The Münster–Hamm railway is an almost 36 kilometre-long, continuous double-track and electrified main line railway from Münster to Hamm in the German state of North Rhine-Westphalia. It was one of Germany's oldest railways, built by the Munster Hamm Railway Company, which was established for this purpose, and opened on 26 May 1848.

==History ==
The Cologne-Minden Railway Company (Cöln-Mindener Eisenbahn-Gesellschaft, CME) built its trunk line directly across Westphalia, bypassing the region around the town of Münster. The Munster Hamm Railway Company (Münster-Hammer Eisenbahn-Gesellschaft, MHE) was established to build a branch line to connect with the CME line. This line was opened on 26 May 1848 for passengers and on 8 July 1848 for freight traffic.

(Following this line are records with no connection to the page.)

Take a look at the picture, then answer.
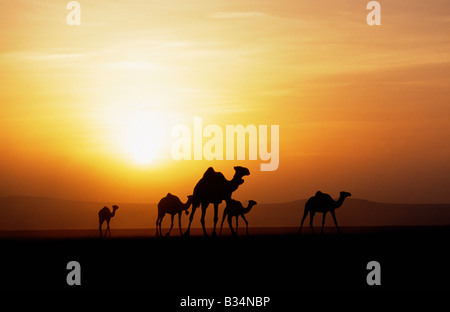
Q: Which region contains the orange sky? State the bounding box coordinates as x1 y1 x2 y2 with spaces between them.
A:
0 0 450 203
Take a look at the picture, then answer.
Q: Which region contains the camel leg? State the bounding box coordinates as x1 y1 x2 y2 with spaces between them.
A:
241 215 248 235
178 212 182 236
298 208 308 235
220 208 227 235
156 216 159 236
227 214 236 236
309 211 315 234
200 203 208 236
184 205 197 236
166 214 175 236
212 204 219 237
156 214 165 236
331 210 341 234
105 220 111 237
320 211 327 235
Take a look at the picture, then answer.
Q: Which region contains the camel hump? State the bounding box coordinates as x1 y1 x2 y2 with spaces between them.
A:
203 167 216 178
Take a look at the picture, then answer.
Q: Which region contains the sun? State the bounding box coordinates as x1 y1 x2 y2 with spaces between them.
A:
126 111 167 164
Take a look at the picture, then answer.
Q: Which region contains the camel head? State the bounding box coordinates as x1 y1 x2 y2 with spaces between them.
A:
341 191 352 198
234 166 250 185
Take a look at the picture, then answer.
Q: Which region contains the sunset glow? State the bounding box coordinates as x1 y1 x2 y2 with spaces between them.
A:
0 0 450 203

The company and line were taken over in 1855 by the Prussian government-funded Royal Westphalian Railway Company (KWE). The line was extended in the following year to Rheine as the Münster–Rheine line.

==Operations ==
Although, formerly individual InterCity services ran on the line, it is now mainly used by regional (Regional-Express and regionalbahn) services running through western Westphalia and southern Münsterland. It is served by:
- the hourly Rhein-Münsterland-Express (RE7) with stops in Hamm, Drensteinfurt, Münster-Hiltrup and Münster Hauptbahnhof.
- every half-hour during the day Monday to Friday, otherwise hourly, the Ems-Börde-Bahn (RB69/89) with stops at all stations.

== Fares ==

Westfalentarif

The line is located in the fare association Westfalentarif.